Lutter contre la désinformation (vidéo)

Une intervention de la présidente de la Commission européenne qui s’inquiète de la désinformation et mésinformation qui gravite sur les réseaux sociaux, notamment à propos des vaccins. J’ai retenu par exemple qu’il ne faut surtout pas croire ceux qui disent que boire de l’eau de javel permet de guérir du coronavirus ou qu’une myriade d’arnaqueurs tentent de gagner de l’argent en surfant sur la peur… Intéressant à écouter.

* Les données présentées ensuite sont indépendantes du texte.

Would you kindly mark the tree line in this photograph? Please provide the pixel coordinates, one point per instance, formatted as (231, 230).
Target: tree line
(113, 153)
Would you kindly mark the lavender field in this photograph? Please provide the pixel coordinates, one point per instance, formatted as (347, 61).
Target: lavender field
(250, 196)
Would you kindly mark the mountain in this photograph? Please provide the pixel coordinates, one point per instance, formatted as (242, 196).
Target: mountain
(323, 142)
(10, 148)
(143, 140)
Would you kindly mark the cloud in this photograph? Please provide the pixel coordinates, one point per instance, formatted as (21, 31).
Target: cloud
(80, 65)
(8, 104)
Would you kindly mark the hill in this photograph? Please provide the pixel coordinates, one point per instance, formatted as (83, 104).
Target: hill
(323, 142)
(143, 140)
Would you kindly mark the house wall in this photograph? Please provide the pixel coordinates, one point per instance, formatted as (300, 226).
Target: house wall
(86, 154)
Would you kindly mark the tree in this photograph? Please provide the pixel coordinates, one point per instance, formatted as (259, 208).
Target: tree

Je suis surpris qu’elle n’évoque jamais le mot informations - elle n’emploie que l’expression fausses informations pour parler des « rumeurs dangereuses » - qui renverrait nécessairement aux expériences et études scientifiques non-officielles controversées. Non, selon la présidente, il n’y aurait QUE l’information (officielle), tout le reste ne se résumant apparemment QU’À la désinformation.

On parle à présent d’une nouvelle discipline la « désinformatique »,
la science de la désinformation.
Un synonyme : l’agnotologie

Voir la commission Bronner, les lumières réactionnaires à l’ère du numérique

On se demande de quelle « désinformation » elle parle.
S’agit-il du fait que les contrats entre l’Union Européenne, signés par elle, aient été caviardés pour masquer ce qu’elle avait accepté sur le dos des contribuables union-européens ?
S’agit-il du fait que son propre mari Heiko von der Leyen fabrique les « vaccins » pour Pfizer ?
S’agit-il du fait que son propre fils travaille pour McKinsey qui organise la diffusion des « vaccins » en Europe de l’ouest ?

Heureusement qu’on peut compter sur l’impartialité de ces décideurs politiques et de la distance ostentatoire qu’ils affichent vis-à-vis des puissances commerciales …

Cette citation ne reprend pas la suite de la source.